Chapter 6.  Faith and Foreign Policy

Christian groups are exercising increasing influence in U.S. foreign policies.  It is quite limited but not insignificant.  Beliefs about freedom in Christ lead naturally to emphasis on international religious freedom.  Religious groups can eagerly embrace human rights. 


Chapter 7.  The Challenges Ahead

Three widely held assumptions are false:  1.  American Christianity has withdrawn from the wider world.  2.  Local congregations have imploded.  3.  Evangelical Christianity guides American foreign policy in imperialistic ventures.  On the contrary, “American Christianity is more engaged in the wider world than ever before.”   “Nearly all U.S. congregations are involved in some kind of international ministry….”  (235)  Christianity is much more involved in criticizing foreign policy than shaping it.


Four factors contribute to the increasing global engagement of U.S. Congregations: 1) shrinking distances, 2) cultural flattening of the world, 3) the strength of U.S. based international faith-based humanitarian and relief agencies, and 4) grassroots energizing activities of local congregations. 


Five challenges:

1. Balancing the local and global involvement of congregations.
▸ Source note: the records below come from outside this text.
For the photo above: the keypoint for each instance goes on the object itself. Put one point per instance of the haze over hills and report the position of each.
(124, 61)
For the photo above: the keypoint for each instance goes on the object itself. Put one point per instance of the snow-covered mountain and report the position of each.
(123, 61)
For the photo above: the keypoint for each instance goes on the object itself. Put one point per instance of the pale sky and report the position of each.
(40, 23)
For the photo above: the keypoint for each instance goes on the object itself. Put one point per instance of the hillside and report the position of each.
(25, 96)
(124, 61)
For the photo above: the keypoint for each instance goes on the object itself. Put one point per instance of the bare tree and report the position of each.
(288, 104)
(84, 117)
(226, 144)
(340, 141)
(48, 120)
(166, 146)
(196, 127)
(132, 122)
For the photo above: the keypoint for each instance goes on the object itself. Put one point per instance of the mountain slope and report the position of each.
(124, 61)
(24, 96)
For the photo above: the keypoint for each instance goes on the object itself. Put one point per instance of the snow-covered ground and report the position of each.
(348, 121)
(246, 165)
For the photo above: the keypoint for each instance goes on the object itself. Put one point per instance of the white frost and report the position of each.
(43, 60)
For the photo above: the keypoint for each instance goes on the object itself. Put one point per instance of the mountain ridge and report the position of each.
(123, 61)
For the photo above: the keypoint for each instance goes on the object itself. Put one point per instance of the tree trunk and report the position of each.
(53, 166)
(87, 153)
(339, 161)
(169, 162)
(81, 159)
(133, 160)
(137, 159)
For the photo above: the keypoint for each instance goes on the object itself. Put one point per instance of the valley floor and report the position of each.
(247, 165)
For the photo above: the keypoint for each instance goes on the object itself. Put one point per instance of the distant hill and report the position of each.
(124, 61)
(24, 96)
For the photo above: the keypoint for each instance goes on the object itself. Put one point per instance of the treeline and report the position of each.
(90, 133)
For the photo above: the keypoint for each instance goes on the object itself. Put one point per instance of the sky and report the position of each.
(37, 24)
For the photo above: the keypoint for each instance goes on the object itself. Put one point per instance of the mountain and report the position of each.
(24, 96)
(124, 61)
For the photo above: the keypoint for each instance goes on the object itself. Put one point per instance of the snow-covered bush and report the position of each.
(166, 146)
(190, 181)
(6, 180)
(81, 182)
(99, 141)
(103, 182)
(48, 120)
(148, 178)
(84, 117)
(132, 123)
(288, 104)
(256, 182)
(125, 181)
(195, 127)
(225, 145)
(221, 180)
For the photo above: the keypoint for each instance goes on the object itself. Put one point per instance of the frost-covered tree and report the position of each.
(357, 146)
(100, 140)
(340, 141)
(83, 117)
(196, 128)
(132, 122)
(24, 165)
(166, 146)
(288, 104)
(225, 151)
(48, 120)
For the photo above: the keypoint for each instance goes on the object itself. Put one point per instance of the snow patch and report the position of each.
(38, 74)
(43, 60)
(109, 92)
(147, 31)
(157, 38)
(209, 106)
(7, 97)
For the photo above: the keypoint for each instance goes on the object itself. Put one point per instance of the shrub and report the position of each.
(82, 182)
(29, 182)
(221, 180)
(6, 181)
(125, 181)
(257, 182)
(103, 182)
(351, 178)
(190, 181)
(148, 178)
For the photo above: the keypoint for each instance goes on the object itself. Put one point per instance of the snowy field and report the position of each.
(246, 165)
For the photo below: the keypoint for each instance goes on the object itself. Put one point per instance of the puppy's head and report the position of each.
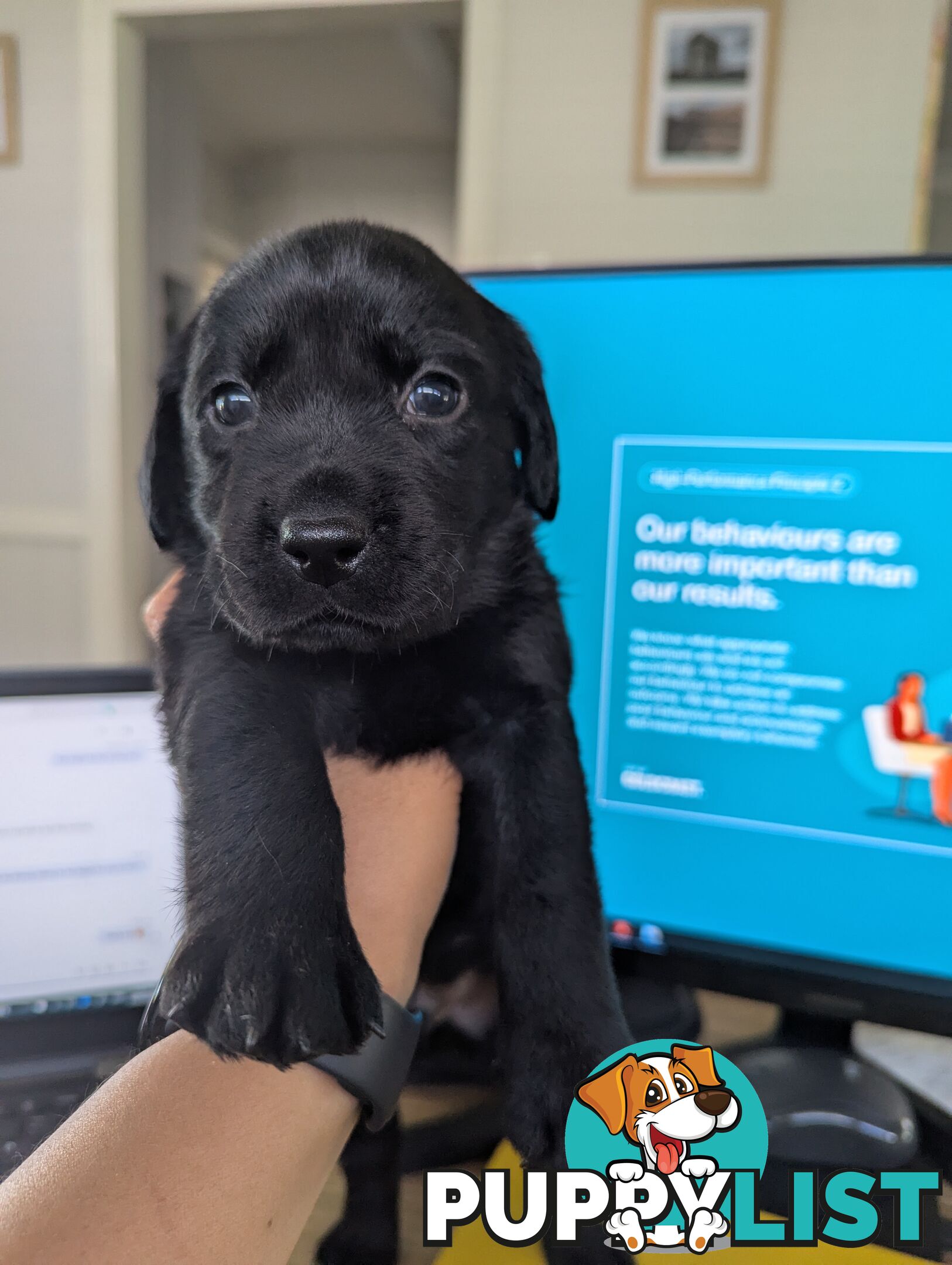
(663, 1102)
(348, 439)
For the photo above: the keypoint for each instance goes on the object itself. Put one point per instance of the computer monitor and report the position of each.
(88, 843)
(752, 548)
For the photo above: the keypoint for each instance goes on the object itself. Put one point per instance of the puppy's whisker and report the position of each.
(233, 565)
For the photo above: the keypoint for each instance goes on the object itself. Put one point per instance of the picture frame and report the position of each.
(9, 101)
(706, 91)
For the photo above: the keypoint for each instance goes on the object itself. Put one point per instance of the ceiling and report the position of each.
(364, 74)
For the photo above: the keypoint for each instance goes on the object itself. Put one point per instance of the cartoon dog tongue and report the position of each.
(668, 1153)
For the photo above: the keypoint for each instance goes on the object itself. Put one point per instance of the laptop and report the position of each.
(88, 876)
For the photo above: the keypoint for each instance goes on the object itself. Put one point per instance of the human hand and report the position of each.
(400, 838)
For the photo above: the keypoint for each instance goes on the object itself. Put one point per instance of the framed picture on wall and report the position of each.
(9, 101)
(706, 89)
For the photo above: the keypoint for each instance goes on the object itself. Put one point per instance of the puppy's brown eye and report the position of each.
(434, 396)
(655, 1095)
(233, 405)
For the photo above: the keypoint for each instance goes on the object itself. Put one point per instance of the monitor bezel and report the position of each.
(830, 989)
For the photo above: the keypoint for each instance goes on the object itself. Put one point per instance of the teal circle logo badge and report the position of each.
(669, 1124)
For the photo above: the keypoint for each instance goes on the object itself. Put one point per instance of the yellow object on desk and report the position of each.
(473, 1246)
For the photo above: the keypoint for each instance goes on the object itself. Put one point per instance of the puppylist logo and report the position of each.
(667, 1143)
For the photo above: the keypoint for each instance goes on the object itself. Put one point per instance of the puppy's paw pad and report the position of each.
(706, 1225)
(626, 1171)
(698, 1167)
(626, 1225)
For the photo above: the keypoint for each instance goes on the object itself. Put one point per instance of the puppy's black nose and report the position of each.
(713, 1102)
(324, 551)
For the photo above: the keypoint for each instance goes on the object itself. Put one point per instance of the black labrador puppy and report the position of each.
(348, 454)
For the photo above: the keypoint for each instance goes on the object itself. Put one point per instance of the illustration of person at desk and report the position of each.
(909, 724)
Congregational dynamics are “strongly tilted toward a nearly exclusive emphasis on local activities.”  The center of gravity is within.


2. Balancing service and spirituality.  “The social pressures to emphasize service rather than evangelism…are quite powerful.  Given the prevailing ethos of tolerance in the United States, it seems quite wrong to confront a devout Muslim or Hindu about his or her need to believe in Jesus, whereas no questions would be raised about giving a starving Muslim or Hindu a meal.  Beyond these cultural norms, more mundane matters also come into play.  A missionary intent on evangelism probably has to raise small donations from friends and family, whereas a humanitarian relief worker is likely to be employed by a large international organization that takes in millions in private contributions and government contracts.  In addition, the missionary may be prevented by local laws from making converts, while the humanitarian worker is likely to be welcomed with open arms by local officials.  The question for Christian organizations, therefore, is how to follow the path of least resistance and yet preserve something distinctly Christian.  Not surprisingly, a popular solution to this dilemma is to redefine service as evangelism” (242)


3. “Doing For” versus “Partnering With”


4. The Historical Legacy.  We have made mistakes in the past.  We will make mistakes in the future.  The key is to learn from the mistakes of the past. 


5. The Conscience of the Nation

America is declining economically because of high expenditures and politically because of short-term self-interest over long-term collective reason.  Religious communities have a role to play as the conscience of the nation to help the needy in other countries when there is no economic incentive to do so and to point out the social and moral costs of foreign policies such as free trade or military intervention.  Being faithful is sometimes better than being effective.  Conscience necessitates being steadfast.